3. The crawl tracker
log ingestion · UA matching · first-seen / last-seenOnce the client publishes guidebook content, prove it’s working. Watch their access logs for the AI crawler user-agents (GPTBot, ClaudeBot, PerplexityBot, Google-Extended) and timestamp when each picks up the new content. That’s the “it’s landing” signal that justifies the retainer.
Small flex: I used exactly this technique last week, parsing crawler hits out of nginx logs, to reconstruct who had opened the report I sent your team. The plumbing is familiar.
4. The lite audit
throttled single-persona run · cached · instant teaserThe lead magnet. A stripped-down probing run: one persona, a handful of high-stakes queries, a single competitor. Heavily throttled and cached so a cold prospect gets an alarming taste in seconds without lighting money on fire. It’s the same engine as block 1 with the dials turned down, not separate code.
5. The funnel spine
stage tracking · report render (HTML→PDF) · demo provisioningThe thin layer that moves a prospect through stages 0–5: capture the discovery-call inputs, kick off the full run, render the report, provision the demo account, and flip it to live on close. This is the part that makes the motion runnable by a rep instead of a founder.
What I’d ship, in order
I wouldn’t build all five at once. I’d sequence by what proves value fastest.
Probing engine + report
The wedge. The moment you can generate a credible “here’s what AI says about you, benchmarked” report from a set of inputs, you have the thing that closes meetings. Everything else is leverage on top.
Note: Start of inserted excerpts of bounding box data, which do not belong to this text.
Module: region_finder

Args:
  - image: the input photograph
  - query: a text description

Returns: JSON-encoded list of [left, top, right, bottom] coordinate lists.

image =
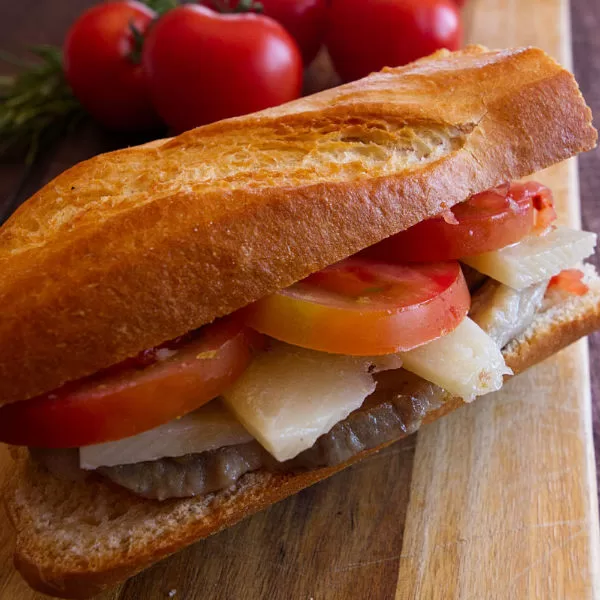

Demo account on the unified schema
Put the report data behind the same UI a customer would log into. Now “see your fixed future” is real, and the zero-rebuild promise is provable, not just asserted.
Crawl tracking + monitoring
Turn the one-time report into a recurring product. This is what the retainer is actually for, and it answers the “the audit is a snapshot” objection directly.
Lite audit + outbound
Once the closing motion works, point a self-serve lite audit at the top of the funnel to feed it. Build the demand engine after the conversion engine, not before.
Where I’m strong, where you carry it
Honest division of labor. I’m not going to pretend I’d out-interpret the people who built the interpretability.
I’d own
- The probing-engine orchestration, concurrency, and provider abstraction
- Cost controls and the model cascade
- The unified schema and the demo–to–live flip
- Crawl tracking and log ingestion
- The funnel spine and report rendering
I’d lean on you
- The black-box interpretability methods that make the analysis defensible
- What “good” looks like in a guidebook
- Which sources actually move a given model
- The science of why a model forms an opinion, not just that it does
The thing that decides if any of this scales
Thousands of model queries per audit is the real productization ceiling, and it’s where my consultancy reflexes kick in. I run per-record LLM work for a living, and the discipline is always the same: never use a frontier model where a cheap one will do.
- Cascade by job. Breadth queries run on cheap, fast models. Only the depth analysis and the “why” reasoning hit a frontier model. Most rows never need the expensive call.
- Cache across clients. Two SaaS companies in the same category ask the models a lot of the same category-level questions. Those answers can be shared and refreshed on a schedule instead of re-queried per audit.
- Batch and schedule. Full audits are not real-time. Queue them, batch them, run them off-peak, and the cost-per-audit becomes a number you can put on a pricing page.
- Draw the lite-vs-full line on cost. The free lite audit has to be cheap by construction (one persona, cached, throttled). The line between lite and full is a budget line as much as a product line.